Broadcast United

CrowdStrike Releases Root Cause Analysis of Microsoft’s Global Outage

Broadcast United News Desk
CrowdStrike Releases Root Cause Analysis of Microsoft’s Global Outage

[ad_1]

go through Annika Burgess

in short:

(ABC – Australia) CrowdStrike has released a root cause analysis of the faulty software update that caused the global power outage in July.

The company discovered that a Falcon software update had written to a sensor that was not detected, causing the system to crash.

What’s next?

CrowdStrike announced it would take steps to prevent this from happening again, but experts said the “embarrassing” mistake should never have happened.

Experts say CrowdStrike will be “deeply embarrassed” after publishing a root cause analysis (RCA) for a faulty software update that may have caused the largest global IT outage in history.

This comes down to a mistake that first-year programming students learn how to avoid.

On Friday, July 19, a catastrophic Blue Screen of Death (BSOD) crippled approximately 8.5 million Windows systems worldwide due to a critical error in an update for CrowdStrike’s Falcon sensor product.
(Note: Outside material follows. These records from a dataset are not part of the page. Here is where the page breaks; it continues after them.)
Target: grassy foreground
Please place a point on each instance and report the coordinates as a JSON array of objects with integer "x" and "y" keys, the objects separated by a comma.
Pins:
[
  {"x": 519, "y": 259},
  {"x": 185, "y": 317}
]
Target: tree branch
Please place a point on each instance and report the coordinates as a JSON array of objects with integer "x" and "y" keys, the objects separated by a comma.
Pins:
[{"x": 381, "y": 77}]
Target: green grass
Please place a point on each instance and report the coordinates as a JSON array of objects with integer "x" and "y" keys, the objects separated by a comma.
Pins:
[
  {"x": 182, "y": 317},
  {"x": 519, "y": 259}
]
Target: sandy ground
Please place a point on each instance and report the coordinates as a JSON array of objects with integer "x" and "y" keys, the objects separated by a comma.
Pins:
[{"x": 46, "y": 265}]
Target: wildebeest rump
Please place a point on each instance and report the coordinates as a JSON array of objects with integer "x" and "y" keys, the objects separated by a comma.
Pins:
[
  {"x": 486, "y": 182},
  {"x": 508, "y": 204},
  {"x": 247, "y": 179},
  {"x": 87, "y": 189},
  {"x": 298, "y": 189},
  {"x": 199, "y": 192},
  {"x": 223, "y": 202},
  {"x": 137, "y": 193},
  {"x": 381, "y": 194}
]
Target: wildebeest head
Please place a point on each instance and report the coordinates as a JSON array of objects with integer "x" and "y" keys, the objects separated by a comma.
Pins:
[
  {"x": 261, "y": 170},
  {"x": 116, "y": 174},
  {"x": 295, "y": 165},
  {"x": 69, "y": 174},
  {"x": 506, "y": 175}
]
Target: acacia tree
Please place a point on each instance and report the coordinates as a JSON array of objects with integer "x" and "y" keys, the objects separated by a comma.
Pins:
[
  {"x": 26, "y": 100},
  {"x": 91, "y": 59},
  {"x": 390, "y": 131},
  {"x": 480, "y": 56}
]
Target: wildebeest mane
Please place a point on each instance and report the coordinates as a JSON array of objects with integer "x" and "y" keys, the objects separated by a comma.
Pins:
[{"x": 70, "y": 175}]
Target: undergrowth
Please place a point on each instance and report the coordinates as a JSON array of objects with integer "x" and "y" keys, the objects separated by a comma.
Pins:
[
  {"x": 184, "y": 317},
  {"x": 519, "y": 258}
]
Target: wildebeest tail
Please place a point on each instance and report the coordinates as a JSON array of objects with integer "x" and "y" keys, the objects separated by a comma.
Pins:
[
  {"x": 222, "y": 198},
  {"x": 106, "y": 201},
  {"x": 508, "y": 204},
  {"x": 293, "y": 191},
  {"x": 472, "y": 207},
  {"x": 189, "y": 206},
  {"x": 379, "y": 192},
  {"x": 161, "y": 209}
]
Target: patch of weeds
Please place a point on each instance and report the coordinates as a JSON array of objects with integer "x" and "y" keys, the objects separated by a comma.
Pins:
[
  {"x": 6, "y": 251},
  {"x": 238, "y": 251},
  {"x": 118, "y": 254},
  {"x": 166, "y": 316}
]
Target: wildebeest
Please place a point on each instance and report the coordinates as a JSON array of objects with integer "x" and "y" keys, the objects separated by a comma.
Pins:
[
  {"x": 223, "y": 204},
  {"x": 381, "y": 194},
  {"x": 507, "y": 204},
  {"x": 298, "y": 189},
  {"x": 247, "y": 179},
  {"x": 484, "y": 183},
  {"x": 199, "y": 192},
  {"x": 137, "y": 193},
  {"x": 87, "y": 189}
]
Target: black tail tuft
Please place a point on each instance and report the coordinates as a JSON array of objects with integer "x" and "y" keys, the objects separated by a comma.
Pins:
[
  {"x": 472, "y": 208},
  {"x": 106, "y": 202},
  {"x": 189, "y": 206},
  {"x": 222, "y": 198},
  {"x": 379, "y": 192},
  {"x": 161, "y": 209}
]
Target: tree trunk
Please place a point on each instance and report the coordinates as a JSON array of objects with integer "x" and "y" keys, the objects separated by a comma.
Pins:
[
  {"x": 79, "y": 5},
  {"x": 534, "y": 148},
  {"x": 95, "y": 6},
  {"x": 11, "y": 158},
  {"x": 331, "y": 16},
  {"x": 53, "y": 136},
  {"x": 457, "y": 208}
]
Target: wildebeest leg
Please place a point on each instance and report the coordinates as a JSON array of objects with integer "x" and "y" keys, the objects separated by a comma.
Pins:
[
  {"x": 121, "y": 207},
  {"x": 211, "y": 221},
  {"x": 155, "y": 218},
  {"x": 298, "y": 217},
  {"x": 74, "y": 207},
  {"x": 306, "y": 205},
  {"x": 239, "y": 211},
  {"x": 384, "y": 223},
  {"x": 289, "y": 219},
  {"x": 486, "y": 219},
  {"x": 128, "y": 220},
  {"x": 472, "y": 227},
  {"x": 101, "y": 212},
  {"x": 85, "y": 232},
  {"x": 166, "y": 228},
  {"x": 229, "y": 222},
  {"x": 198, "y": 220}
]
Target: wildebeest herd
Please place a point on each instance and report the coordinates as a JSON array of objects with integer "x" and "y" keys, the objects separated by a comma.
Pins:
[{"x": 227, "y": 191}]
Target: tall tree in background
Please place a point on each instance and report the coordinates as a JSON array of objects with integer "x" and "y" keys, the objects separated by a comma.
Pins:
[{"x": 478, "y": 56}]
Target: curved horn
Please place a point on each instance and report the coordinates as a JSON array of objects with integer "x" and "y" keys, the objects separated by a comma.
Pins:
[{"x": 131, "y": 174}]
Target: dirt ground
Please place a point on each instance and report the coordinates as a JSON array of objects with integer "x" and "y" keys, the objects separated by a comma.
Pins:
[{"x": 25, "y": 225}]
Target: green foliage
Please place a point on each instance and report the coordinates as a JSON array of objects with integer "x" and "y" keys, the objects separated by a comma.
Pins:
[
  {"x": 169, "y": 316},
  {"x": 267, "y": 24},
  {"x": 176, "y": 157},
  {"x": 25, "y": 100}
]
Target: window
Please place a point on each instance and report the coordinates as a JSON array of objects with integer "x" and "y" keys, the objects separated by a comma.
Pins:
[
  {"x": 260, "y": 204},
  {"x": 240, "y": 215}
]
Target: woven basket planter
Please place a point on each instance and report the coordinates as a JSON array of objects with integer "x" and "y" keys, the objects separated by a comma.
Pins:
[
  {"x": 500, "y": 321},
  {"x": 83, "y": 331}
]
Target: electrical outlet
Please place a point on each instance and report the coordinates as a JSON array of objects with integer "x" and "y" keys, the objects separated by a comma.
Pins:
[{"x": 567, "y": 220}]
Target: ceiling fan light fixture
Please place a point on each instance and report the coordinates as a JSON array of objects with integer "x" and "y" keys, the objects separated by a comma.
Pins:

The US cybersecurity company released a preliminary report a few days after the incident.

Now, a more in-depth 12-page analysis has confirmed the source of the problem – an undetected sensor.

Privileged Access for Falcon

CrowdStrike offers ransomware, malware and internet security products Almost exclusively for businesses and large organizations.

The widespread blackout was linked to its Falcon sensor software, which is installed to look for threats and help target them.

Sigi Goode, professor of information systems at the Australian National University, said Falcon had very privileged access.

It resides in the so-called Windows kernel layer.

“It’s as close to the engine of the operating system as possible,” Professor Goode said.

“Kernel mode is constantly watching what you are doing and listening for requests from the applications you are using and servicing them in a seamless manner.”

He described kernel mode as the traffic cop next to the Falcon, saying, “I don’t like looking at that car, we should look at it.”

Sensors 21 culprits

CrowdStrike is continually updating Falcon.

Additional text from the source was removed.